Manque de transparence
Un article, repris par le site d’infos en ligne actua-lite.cd, indique, citant l’ODEP, que les données des états de suivi budgétaire (ESB) du ministère du budget relèvent que les dépenses de paiement pour le fonctionnement de la CENI, de janvier à octobre 2022, ont explosé à 49 millions USD sur des prévisions à hauteur de 6 millions USD, soit un dépassement de 786 % du taux d’exécution. La rémunération a connu une exécution normale et les autres rubriques n’ont connu aucune exécution, selon le ministère du budget.
Selon les états de suivi budgétaire (ESB), le crédit alloué à la CENI au 31 octobre 2022 est de 581 milliards FC, soit 290 millions USD. Ce crédit est reparti de la manière ci-après, selon les ESB : Budget électoral : 500 milliards FC, soit 250 millions USD; Fonctionnement : 12 millions 693 FC soit 6 millions 346 USD; Intervention économique, sociale,… : 176 millions 094 FC, soit 88 millions USD; Investissement sur ressources propres : 35 millions 046 FC, soit 17 millions 523 USD; Rémunération : 20 millions FC, soit 10 millions USD.

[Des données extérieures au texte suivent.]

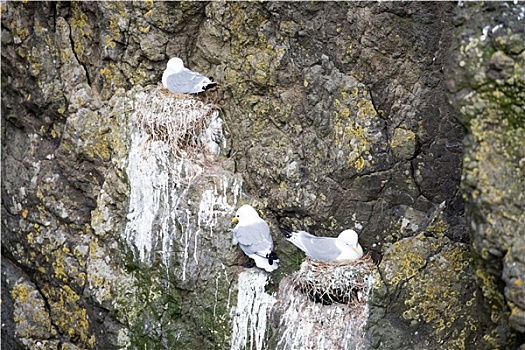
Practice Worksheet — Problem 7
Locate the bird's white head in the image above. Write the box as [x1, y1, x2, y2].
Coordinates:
[232, 204, 260, 223]
[167, 57, 184, 72]
[339, 230, 359, 248]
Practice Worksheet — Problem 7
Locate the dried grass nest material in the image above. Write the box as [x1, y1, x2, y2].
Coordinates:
[293, 254, 376, 304]
[137, 88, 219, 154]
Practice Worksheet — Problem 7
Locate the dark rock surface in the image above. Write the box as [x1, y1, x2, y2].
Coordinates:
[1, 1, 525, 349]
[447, 3, 525, 341]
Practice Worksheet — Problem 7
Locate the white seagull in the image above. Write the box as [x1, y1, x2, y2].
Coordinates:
[281, 229, 363, 261]
[162, 57, 217, 94]
[232, 204, 279, 272]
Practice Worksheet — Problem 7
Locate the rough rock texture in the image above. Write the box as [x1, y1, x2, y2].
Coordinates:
[447, 3, 525, 346]
[2, 1, 523, 349]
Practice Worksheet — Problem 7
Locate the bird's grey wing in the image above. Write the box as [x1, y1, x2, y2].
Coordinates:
[166, 69, 209, 94]
[299, 234, 341, 261]
[236, 221, 273, 253]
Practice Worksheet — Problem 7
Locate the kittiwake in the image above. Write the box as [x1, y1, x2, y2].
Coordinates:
[232, 204, 279, 272]
[162, 57, 217, 94]
[281, 229, 363, 261]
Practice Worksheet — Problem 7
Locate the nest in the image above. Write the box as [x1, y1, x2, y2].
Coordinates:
[137, 88, 219, 155]
[293, 254, 376, 305]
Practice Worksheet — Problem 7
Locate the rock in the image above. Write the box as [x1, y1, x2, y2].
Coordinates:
[447, 3, 525, 343]
[1, 2, 525, 349]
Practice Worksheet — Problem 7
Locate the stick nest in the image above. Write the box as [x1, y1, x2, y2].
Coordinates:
[293, 254, 376, 305]
[137, 88, 219, 155]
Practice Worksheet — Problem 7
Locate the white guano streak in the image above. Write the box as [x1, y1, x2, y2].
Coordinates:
[125, 123, 241, 281]
[231, 269, 275, 350]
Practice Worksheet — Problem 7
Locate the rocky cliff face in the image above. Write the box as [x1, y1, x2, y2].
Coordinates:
[2, 2, 525, 349]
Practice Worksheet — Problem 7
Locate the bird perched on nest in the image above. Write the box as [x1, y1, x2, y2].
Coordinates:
[232, 204, 279, 272]
[162, 57, 217, 94]
[281, 229, 363, 261]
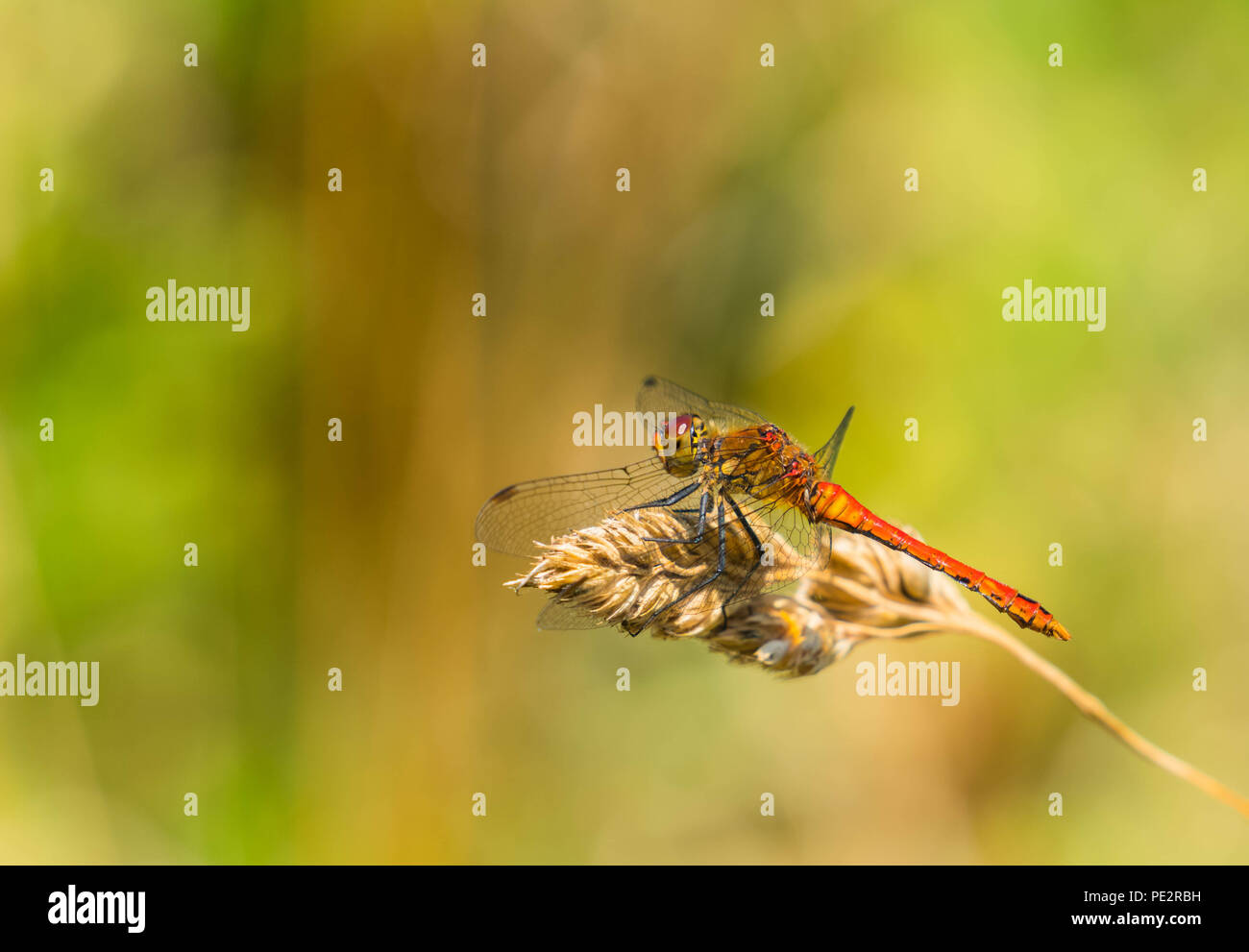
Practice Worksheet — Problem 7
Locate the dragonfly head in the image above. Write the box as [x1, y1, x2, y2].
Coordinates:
[654, 413, 707, 476]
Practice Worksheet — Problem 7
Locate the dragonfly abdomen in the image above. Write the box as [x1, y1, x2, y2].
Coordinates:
[811, 482, 1070, 641]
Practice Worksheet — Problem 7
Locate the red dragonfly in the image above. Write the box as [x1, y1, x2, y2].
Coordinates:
[476, 378, 1070, 641]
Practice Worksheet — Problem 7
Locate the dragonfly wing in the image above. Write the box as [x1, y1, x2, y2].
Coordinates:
[476, 454, 690, 556]
[816, 407, 854, 479]
[538, 598, 612, 631]
[637, 378, 767, 432]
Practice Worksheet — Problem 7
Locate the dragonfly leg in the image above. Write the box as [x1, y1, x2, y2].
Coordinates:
[720, 496, 765, 624]
[632, 500, 728, 637]
[646, 492, 711, 546]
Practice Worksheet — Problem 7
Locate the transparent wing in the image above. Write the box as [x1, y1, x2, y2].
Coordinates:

Concernant l’exécution du budget de la CENI au 31 octobre 2022, les états de suivi budgétaire ne font allusion qu’à trois rubriques. Premièrement, le «Total paiement» qui a coûté à la CENI 119 millions 943 FC, soit 59 millions 971 USD contre 484 millions FC soit 242 millions USD, soit 24,7 % de taux d’exécution. Deuxièmement, le «paiement de fonctionnement» qui a coûté à la CENI 99 millions 768 FC, soit 49 millions 884 USD contre 12 693 millions FC, soit 6 millions USD, soit 786 % de taux d’exécution. Et troisièmement, le «Paiement rémunération » qui est évalué à 20 millions FC, soit 10 millions USD contre 20 millions FC, soit 10 millions USD, soit 100% du taux d’exécution.
Contrairement aux chiffres des états de suivi budgétaire, le ministre des Finances, Nicolas Kazadi, a indiqué que le total des décai-ssements effectués pour les opérations électorales est de 414,6 millions USD, soit un taux de décaissement de 165,6% par rapport aux prévisions arrêtées par la Loi des finances, exercice 2022. C’était au cours de la réunion du Conseil des ministres du Gouvernement, tenue le vendredi 4 novembre 2022.
Les chiffres indiqués par le ministre Nicolas Kazadi au cours du Conseil des ministres, n’ont jamais été rendus publics. A l’ODEP de s’interroger : «Quid du véritable déboursement ? »
En conclusion, l’ODEP déplore le manque de transparence dans la gestion des fonds alloués à la CENI. Cette ONG, spécialisée dans le contrôle citoyen des finances publiques, ne cache pas ses inquiétudes du fait des états de suivi budgétaire qui ne mentionnent pas la mise à disposition des fonds pour les questions électorales en dépit de différents achats effectués par la CENI.
Le budget du processus électoral «n’est pas traçable ni au condensé hebdomadaire de la BCC, ni aux ESB du ministère du budget», précise le document du ministère du budget, consulté par l’ODEP. Ce qui témoigne, selon l’ONG, le manque de transparence de la gouvernance de Denis Kadima
L’ODEP tient à la gestion orthodoxe des fonds alloués à la centrale électorale, gage d’un processus électoral réussi, transparent libre et apaisé. Ce mercredi, dans une conférence prévue au bâtiment de la Territoriale, l’ODEP et d’autres organisations de la Société civile promettent d’éventrer le boa sur la gestion obscure de la CENI, sous Denis Kadima.